闇の女帝 1️⃣

闇の女帝 1️⃣


-卑弥呼異聞-

 大陸の歴史書に名を残しながら、未だに天皇と認定されない古代屈指の女王、卑弥呼。年代から類推すれば神劫皇后なのだし、江戸時代には『卑弥呼神劫皇后説』が喧伝されたとも聞くが、今時では唱える者はいない。タブー化しているのか。そうであるならば、なおさら、私は創造力を逞しくして、私の卑弥呼像を創るばかりだ。

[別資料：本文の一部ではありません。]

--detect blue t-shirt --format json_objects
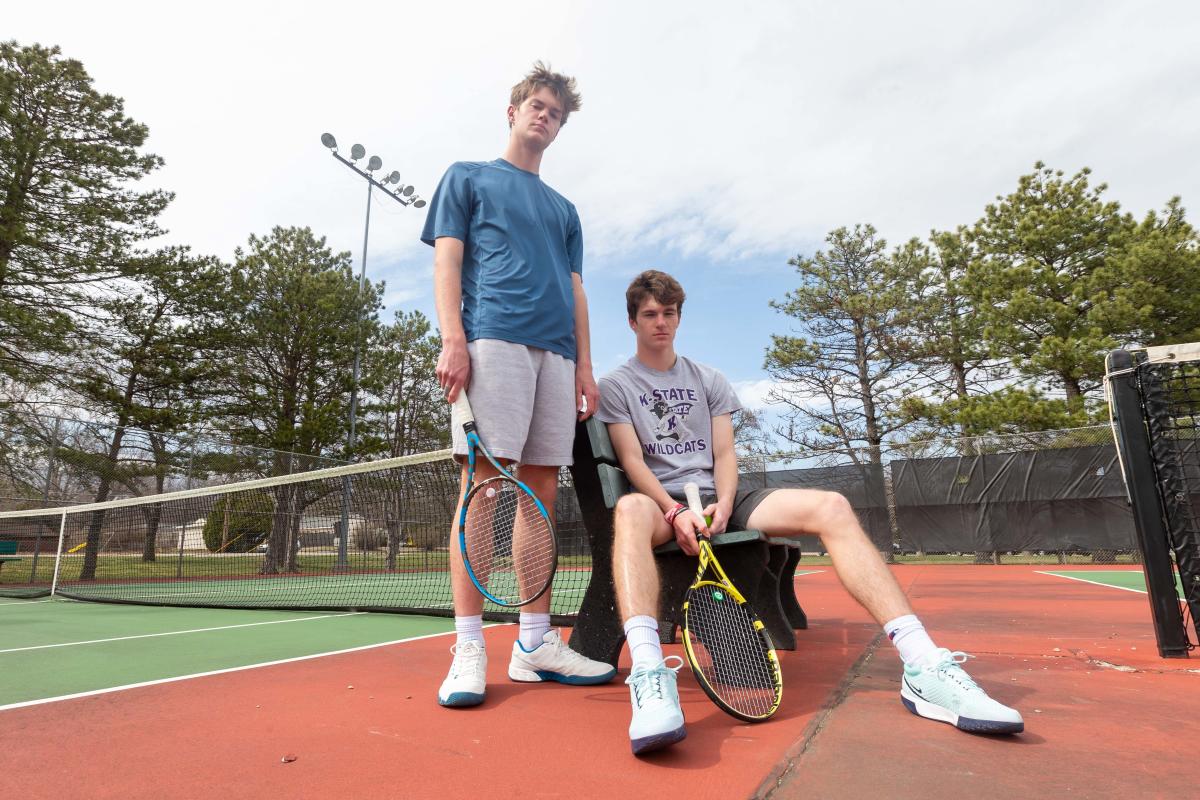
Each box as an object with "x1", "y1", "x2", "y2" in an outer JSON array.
[{"x1": 420, "y1": 159, "x2": 583, "y2": 362}]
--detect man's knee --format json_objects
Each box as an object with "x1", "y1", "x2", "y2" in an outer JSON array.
[
  {"x1": 613, "y1": 494, "x2": 658, "y2": 543},
  {"x1": 811, "y1": 491, "x2": 859, "y2": 534}
]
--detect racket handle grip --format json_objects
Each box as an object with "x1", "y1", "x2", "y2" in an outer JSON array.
[
  {"x1": 683, "y1": 482, "x2": 704, "y2": 517},
  {"x1": 451, "y1": 389, "x2": 475, "y2": 425}
]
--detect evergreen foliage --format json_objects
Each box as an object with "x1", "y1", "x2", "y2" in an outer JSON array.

 卑弥呼は九〇まで生きたというから頑健で早熟な女だった。この時、世界一のスーパーウーマンだったろう。
 一一歳で初潮を迎え、一四歳で一族の長の実父の子を出産した。男子である。一六歳で実兄の子を孕んだ。
 この一族は中国沿岸部からの渡来人である。父子、母子、兄妹、姉弟などで力のある者との近親相姦は、権力者の特権として認められていた。強い血を継承する為である。彼らはできる限り濃い血を求めた。そして、近親相姦の危険性も、実証で知っていた。
 負を遺伝した者は直ちに抹殺されたのである。彼らにとっても、血の継承は危険な賭けだったのである。

 さらに、卑弥呼はニ六歳で実父の子の子供を産んだ。孫を自分で産んだのだ。三八でその孫の子を出産した。

 その間、各地の豪族一五人の子を次々と出産した。その子供や孫達とも交合した。卑弥呼は八ニ歳まで、毎日、交合した。単純計算で2万回以上である。しかし、売春を生業とする者と比べれば、性器の使用回数はそんなに驚くべき事ではない。むしろ、性交の実態にこそ卑弥呼の秘密があった。
 卑弥呼の性交の技巧は政治的使命であった。そして、卑弥呼の「鬼道」は、まさに性交の密教だったのである。これが邪馬台国成立の根源である。
 卑弥呼は大乱収束の談合に集まった豪族の長たち一〇〇人と瞬時に交わった。卑弥呼は彼等の共通の女であり、卑弥呼との性交は「共立」の絶対条件であった。

 この卑弥呼の生涯は古事記に濃密に反映されている。
 卑弥呼が生きたのは紀元ニ〇〇年代であり、古事記が完成したのが八〇〇年である。神道の根元は氏神信仰である。まさにこの時間の蓄積は、卑弥呼を神とするに十分な条件である。古事記の作者には卑弥呼が偉大な神として伝承されていたのだろう。
 古事記でいう神劫天皇が卑弥呼である。そして天照も卑弥呼の伝承を多くまとっているだろう。邪馬台国統一はそれほど壮大な事件だった。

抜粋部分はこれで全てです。